Little by little the soldiers drew him up and in the darkness they bound him fast there upon the lofty cross. Then they descended and left him, and would have led Noma with them from the tree. But this they could not do, for always she broke from them screaming, and fled back to its shadow.
Then, seeing that she was bewitched, Hafela commanded that they should bind a cloth about her mouth and leave her there till her senses returned to her in the sunlight—for none of them dared to stop with her in the shadow of that tree, since the odours of it were poisonous to man. Also they believed the place to be haunted by evil spirits.
THE VICTORY OF THE CROSS
The sun rose suddenly over the edge of the cliffs, and while it was yet deep shadow in the valley, its red light struck upon the white cross of perished wood that towered above the Tree of Doom and on the black shape of Hokosa crucified to it living. The camp of the king saw and understood, and from every throat of the thousands of men, women and children gathered there, went up a roar of rage and horror. The king lifted his hand, and silence fell upon the place; then he mounted on the wall and cried aloud:—
“Do you yet live, Hokosa, or is it your body only that those traitors have fastened to the tree?”
Back came the answer through the clear still air:—
“I live, O King!”
“Endure then a little while,” called Nodwengo, “and we will storm the tree and save you.”
“Nay,” answered Hokosa, “you cannot save me; yet before I die I shall see you saved.”
Then his words were lost in tumult, for the third day’s fighting began. Desperately the regiments of Hafela rushing across the open space, hurled themselves upon the fortifications, which, during the night, had been strengthened by the building of two inner walls. Nor was this all, for suddenly a cry told those in front that the regiment which Hafela had despatched across the mountains had travelled up the eastern neck of the valley, and were attacking the position in their rear. Well was it for Nodwengo now that he had listened to the counsel of Hokosa, and, wearied as his soldiers were, had commanded that here also a great wall should be built.
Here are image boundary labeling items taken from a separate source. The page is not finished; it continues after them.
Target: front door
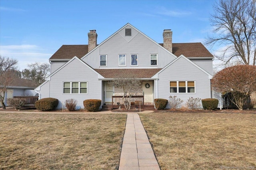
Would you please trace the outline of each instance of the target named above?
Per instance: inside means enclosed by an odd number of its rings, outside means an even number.
[[[153,82],[142,82],[144,103],[153,103]]]
[[[114,87],[113,85],[105,82],[104,83],[105,102],[112,102],[112,96],[114,96]]]

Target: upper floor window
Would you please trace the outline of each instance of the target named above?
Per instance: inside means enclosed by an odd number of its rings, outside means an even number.
[[[131,65],[138,66],[138,54],[131,55]]]
[[[119,55],[119,66],[126,65],[126,55],[125,54]]]
[[[157,65],[157,55],[150,54],[150,65]]]
[[[100,55],[100,66],[107,66],[107,55]]]
[[[132,29],[125,29],[125,36],[132,36]]]
[[[63,93],[87,94],[87,82],[64,82]]]
[[[170,82],[170,93],[195,93],[194,81],[175,81]]]

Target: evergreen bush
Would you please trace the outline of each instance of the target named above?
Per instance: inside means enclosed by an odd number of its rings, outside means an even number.
[[[84,101],[84,109],[89,111],[97,111],[101,105],[101,100],[88,99]]]
[[[202,103],[205,110],[214,110],[218,107],[219,100],[218,99],[212,98],[202,99]]]
[[[59,100],[54,98],[44,98],[36,102],[35,107],[39,110],[45,111],[54,110],[58,106]]]
[[[168,100],[164,99],[155,99],[154,100],[155,106],[158,110],[163,110],[167,105]]]

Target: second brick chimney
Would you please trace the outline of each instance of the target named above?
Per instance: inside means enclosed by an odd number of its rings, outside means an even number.
[[[94,48],[97,45],[98,35],[95,29],[90,30],[88,33],[88,52]]]
[[[164,47],[172,53],[172,31],[171,29],[164,29],[163,33]]]

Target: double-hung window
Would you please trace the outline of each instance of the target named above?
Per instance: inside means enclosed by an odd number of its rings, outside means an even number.
[[[131,65],[138,66],[138,54],[131,55]]]
[[[100,66],[107,66],[107,55],[100,55]]]
[[[63,93],[87,94],[87,82],[64,82]]]
[[[157,65],[157,54],[150,54],[150,65]]]
[[[170,93],[195,93],[194,81],[170,81]]]
[[[125,29],[125,36],[132,36],[131,28],[127,28]]]
[[[125,54],[119,55],[119,66],[126,65],[126,55]]]

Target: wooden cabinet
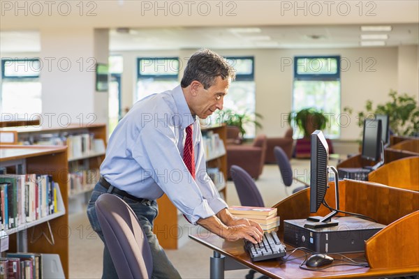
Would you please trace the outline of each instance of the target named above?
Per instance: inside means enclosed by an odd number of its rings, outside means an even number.
[[[216,135],[210,138],[214,146],[219,148],[210,148],[206,145],[207,150],[211,149],[214,152],[207,154],[207,168],[218,168],[220,174],[215,174],[219,183],[216,184],[217,189],[222,197],[226,199],[226,179],[227,179],[227,156],[226,154],[225,142],[227,137],[227,128],[226,126],[213,126],[202,128],[203,135],[209,137],[209,135]],[[219,139],[220,142],[216,142]],[[207,140],[207,141],[208,141]],[[221,146],[222,145],[222,146]],[[224,151],[222,152],[222,151]],[[179,214],[176,207],[172,204],[168,197],[163,195],[157,200],[159,204],[159,216],[154,221],[154,233],[159,239],[160,245],[166,249],[177,249],[179,247],[179,239],[183,234],[187,234],[191,229],[191,225],[182,225],[179,220],[183,222],[183,217]]]
[[[66,278],[69,278],[70,231],[66,146],[0,145],[0,167],[6,169],[8,173],[51,175],[52,180],[59,183],[59,193],[62,197],[61,208],[58,206],[57,213],[10,229],[1,231],[0,241],[6,241],[8,237],[9,252],[58,254],[64,275]],[[59,197],[58,199],[60,199]],[[34,240],[34,235],[39,237]],[[52,238],[54,242],[51,243]]]

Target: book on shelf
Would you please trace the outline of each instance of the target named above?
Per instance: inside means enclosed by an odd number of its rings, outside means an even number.
[[[41,254],[32,252],[8,252],[7,257],[20,259],[20,273],[23,278],[39,279],[43,278]],[[29,276],[29,277],[28,277]]]
[[[231,206],[228,211],[232,214],[247,216],[272,216],[277,214],[277,209],[273,207],[256,207],[244,206]]]
[[[47,174],[0,174],[1,229],[58,212],[55,193],[59,187]]]

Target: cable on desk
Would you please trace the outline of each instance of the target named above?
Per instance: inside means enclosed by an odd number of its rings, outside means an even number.
[[[369,220],[370,221],[372,221],[374,223],[378,223],[376,220],[372,218],[371,217],[368,217],[365,215],[363,214],[359,214],[359,213],[354,213],[353,212],[348,212],[348,211],[344,211],[343,210],[339,210],[339,209],[335,209],[332,207],[331,207],[330,206],[329,206],[329,204],[328,204],[328,202],[323,199],[323,204],[325,206],[326,206],[328,209],[329,209],[329,210],[330,211],[337,211],[341,213],[345,213],[345,214],[349,214],[349,215],[353,215],[354,216],[357,216],[359,217],[360,218],[362,219],[365,219],[365,220]]]

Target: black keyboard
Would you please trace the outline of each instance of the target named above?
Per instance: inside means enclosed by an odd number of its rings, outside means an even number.
[[[244,249],[250,254],[252,262],[275,259],[286,255],[286,247],[279,241],[276,232],[265,232],[263,240],[258,244],[244,239]]]

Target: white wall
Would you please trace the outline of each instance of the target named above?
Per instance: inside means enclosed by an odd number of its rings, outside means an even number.
[[[52,24],[57,28],[379,24],[417,22],[419,15],[419,3],[412,0],[1,0],[0,5],[1,30],[36,29]]]
[[[407,93],[419,98],[419,68],[417,45],[402,45],[399,47],[398,77],[399,93]]]

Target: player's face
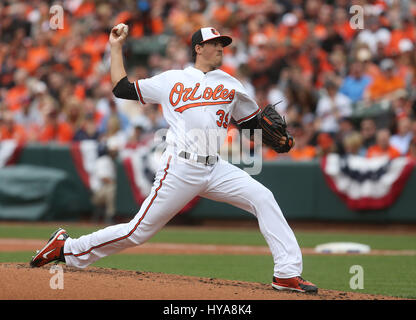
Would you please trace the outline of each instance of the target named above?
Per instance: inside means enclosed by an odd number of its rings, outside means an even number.
[[[207,41],[201,46],[201,58],[214,69],[218,68],[222,64],[223,50],[224,47],[221,41],[215,39]]]

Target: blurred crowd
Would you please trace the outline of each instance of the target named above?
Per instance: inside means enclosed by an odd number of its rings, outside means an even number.
[[[63,28],[52,29],[53,5]],[[352,10],[354,5],[362,10]],[[363,15],[360,15],[363,14]],[[329,152],[416,159],[416,4],[411,0],[5,0],[0,3],[0,141],[70,143],[116,137],[136,147],[166,128],[159,105],[138,108],[111,91],[108,35],[127,46],[167,36],[130,79],[191,63],[203,26],[232,36],[222,69],[260,107],[277,103],[294,149],[269,161]],[[232,129],[235,125],[230,125]],[[231,131],[230,131],[231,132]],[[226,146],[232,147],[232,135]]]

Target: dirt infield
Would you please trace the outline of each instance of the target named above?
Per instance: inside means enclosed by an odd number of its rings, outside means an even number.
[[[38,239],[0,239],[0,252],[35,251],[45,245]],[[144,243],[140,246],[125,249],[121,254],[246,254],[270,255],[266,246],[212,245],[184,243]],[[302,248],[303,255],[317,255],[313,248]],[[354,253],[348,253],[352,255]],[[359,255],[395,255],[416,256],[416,250],[374,250]]]
[[[2,300],[399,300],[320,289],[318,294],[281,292],[268,284],[62,265],[63,289],[51,266],[0,264]],[[51,286],[52,283],[52,286]]]

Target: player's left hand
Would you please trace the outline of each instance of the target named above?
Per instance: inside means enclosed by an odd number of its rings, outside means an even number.
[[[122,45],[127,38],[129,33],[129,27],[124,23],[119,23],[110,32],[110,44],[111,45]]]

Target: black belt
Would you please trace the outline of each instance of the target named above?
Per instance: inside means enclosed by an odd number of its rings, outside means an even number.
[[[179,152],[179,156],[185,159],[190,159],[191,158],[191,154],[189,152],[186,151],[181,151]],[[205,164],[206,166],[209,165],[214,165],[216,164],[218,161],[218,156],[200,156],[197,155],[197,159],[196,162]]]

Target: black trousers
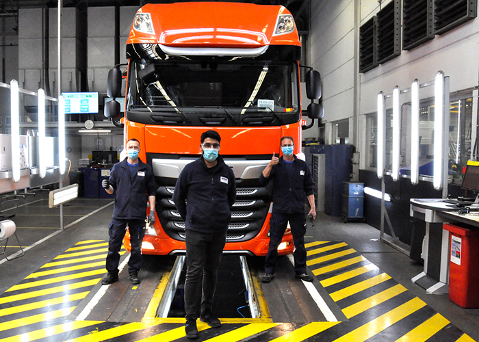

For two hours the fight raged, and then on either side the foe fell back, not beaten indeed, though their dead were many, but to rest and take counsel. But now a new trouble arose: from all the camp of Nodwengo there went up a moan of pain to Heaven, for since the evening of yesterday the spring had given out, and they had found no water wherewith to wet their lips. During the night they bore it; but now the sun beating down on the black rocks with fearful force scorched them to the marrow, till they began to wither like fallen leaves, and already wounded men and children died, while the warriors cut the throats of oxen and drank their blood.